Novel Strategies to Increase Sodium Removal and to Reduce Glucose Exposures in Peritoneal Dialysis
Mini Review
The success of Peritoneal Dialysis (PD) as renal replacement treatment is mainly due to the achievement of dialysis adequacy with a good adaptability to the patients’ needs. Adequate sodium and fluid balance are basic requirements to successfully prolong technique survival and to improve the patient survival [1]. Therefore, while keeping in mind that restriction of salt and fluid intake, appropriate diuretic therapy, preservation of residual diuresis and peritoneal membrane functions are of paramount importance to achieve sodium balance. It is similarly important to highlight current and future PD strategies to optimize sodium removal through peritoneal membrane. A recent meta-analysis of observational studies comparing dialytic sodium removal (DSR) achieved by Continuous Ambulatory PD (CAPD) and automated PD (APD) in current clinical practice, showed that CAPD allows to remove a mean of 141 mmol of sodium per day with a strict correlation between sodium and fluid removal.

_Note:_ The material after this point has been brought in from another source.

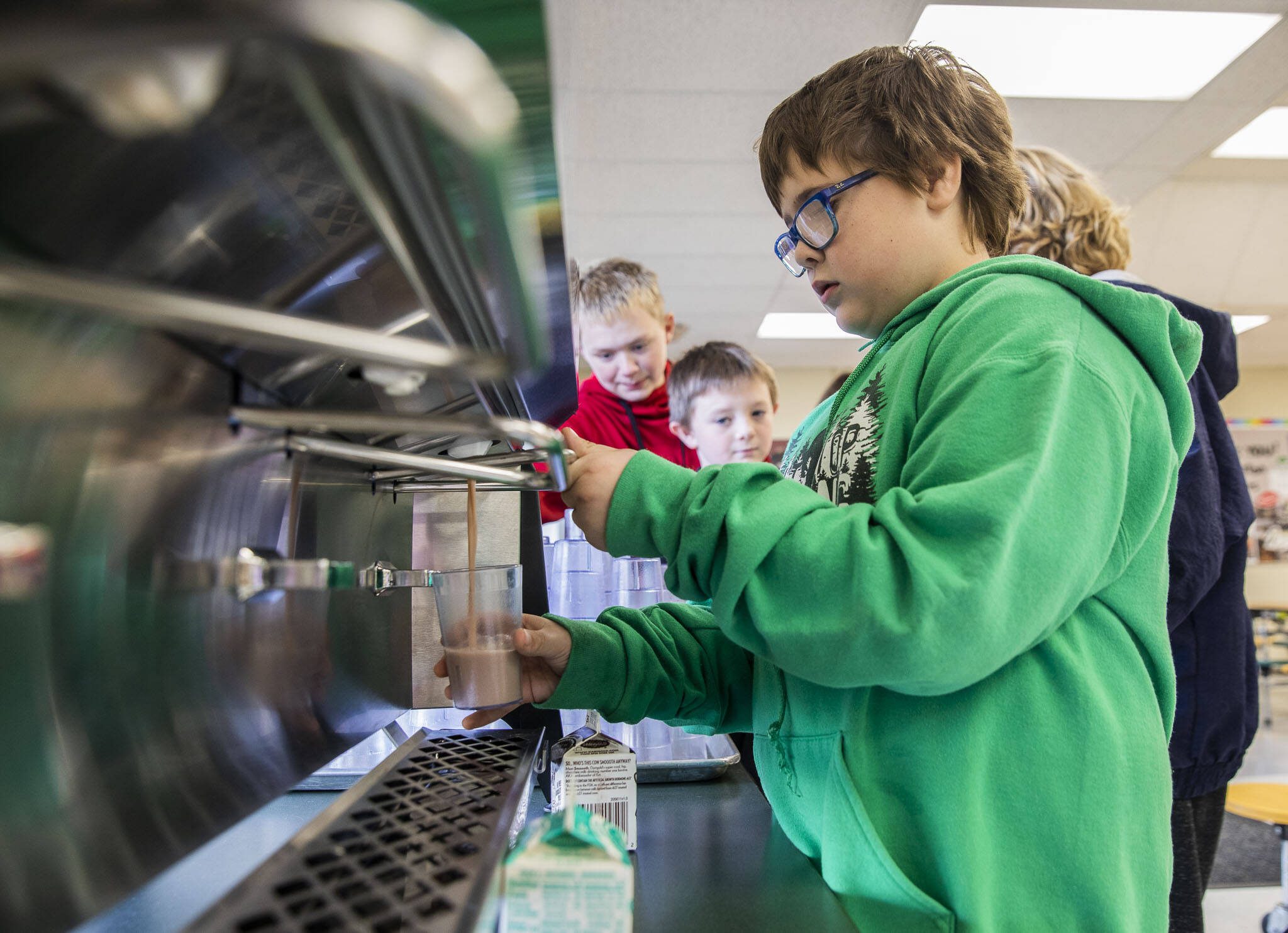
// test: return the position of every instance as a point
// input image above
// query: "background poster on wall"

Conversely, the amount of sodium removed by APD is lower (86 mmol/day) despite a similar fluid removal [2]. In the early nineties the use of lower sodium dialysate had been proposed as potential strategy to rise the concentration gradient between blood and dialysate and thereby increasing sodium removal by diffusion, which is negligible when conventional solutions are used [3]. Earlier studies showed that dialysis solutions with a sodium concentration of approximately 100 mmol/L were able to increase sodium removal up to three times more than conventional fluid, but with less effect on fluid removal because of the reduction of solution osmolarity and increased risk of hyponatremia (glucose-uncompensated solutions) [4-6]. Furthermore, Davies et al. after comparing conventional solutions with low sodium glucose-compensated (115 mmol/L) and ultralow sodium glucose-uncompensated (102 mmol/L), respectively, suggested that low-sodium solutions should have a compensatory
increase in osmolarity to maintain sufficient ultrafiltration, even though this strategy may increase glucose load [7]. More recently, Rutkowski et al. [8] using a PD solution with a mildly reduced sodium content of 125 mmol/L and unchanged levels of glucose have reported a decrement of BP levels, suggesting that these PD solutions may be a worthy alternative to standard solutions for hypertensive long-term PD patients [8].

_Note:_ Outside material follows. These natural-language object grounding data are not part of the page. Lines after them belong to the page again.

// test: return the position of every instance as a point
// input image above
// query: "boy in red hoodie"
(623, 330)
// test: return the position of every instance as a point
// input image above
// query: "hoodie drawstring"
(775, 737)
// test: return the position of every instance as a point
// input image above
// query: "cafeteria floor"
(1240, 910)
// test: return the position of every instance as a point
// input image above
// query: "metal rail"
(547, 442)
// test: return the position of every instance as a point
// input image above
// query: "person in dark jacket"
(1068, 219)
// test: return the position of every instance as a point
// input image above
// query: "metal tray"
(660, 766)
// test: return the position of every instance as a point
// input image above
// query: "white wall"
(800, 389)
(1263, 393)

An additional therapeutic strategy to enhance fluid and sodium removal may be the use of a combinations of a mixed crystalloid and colloid PD fluid (bimodal solution) obtained by mixing glucose and icodextrinwith a final concentration of 2.6 and 6.8%, respectively, allowing to achieve a well-maintained osmolarity and low-sodium solution (121 mmol/L). Freida et al. [9] reported that such bimodal solution, used once daily, allowed a significant increase of sodium and fluid removal with reduced exposure of peritoneum to glucose [9]. The concept of UF efficiency, defined as the amount of net UF obtained for every gram of carbohydrate absorbed from the dialysis solution, has been enhanced in this study with a 71 % UF efficiency increase in the bimodal solution, as consequence of a 2.5- fold enhancement of daytime UF. Bimodal UF might be a powerful glucose-sparing strategy for volume control for PD patients [9]. Further novel strategy to increase DSR may be the “twice-daily icodextrin”. Generally, icodextrin is applied once daily to prevent accumulation of icodextrin metabolites, mainly maltose.

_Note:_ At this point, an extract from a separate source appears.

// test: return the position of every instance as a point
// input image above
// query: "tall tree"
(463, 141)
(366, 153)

Some authors have been reported an improvement of UF on the short-term by use of icodextrin twice-daily dose (i.e., two exchanges per day) in particular setting of patients with UF failure [10]. Additional to low sodium PD solutions, lowering the total intraperitoneal glucose load could be equally clinically relevant for PD patients. Promising results come from a peritoneal dialysate solution which contains L-carnitine and xylitol together with a reduced amount of glucose. The biocompatibility of this solution was confirmed by Bonomini et al. in experimental studies on human umbilical vein endothelial cells [11]. The use of xylitol, a sugar substitute of glucose, already used in parenteral nutrition, is safe and allows a reduction of the glucose concentration in PD solutions with no reduction of the crystalloid osmotic effect. A further reduction in glucose concentration in the dialysate, with no detrimental effect on the UF profile, may be achieved through the addition of L-carnitine [11], a naturally occurring compound that might have added beneficial effects on glucose homeostasis and insulin sensitivity in PD patients [12]. In conclusion, the combination of these two strategies would allow the formulation of low sodium PD solutions, whereby the need to compensate the reduction of the osmotic strength reduction can be achieved with more biocompatible crystalloid agents than glucose like xylitol and L-carnitine.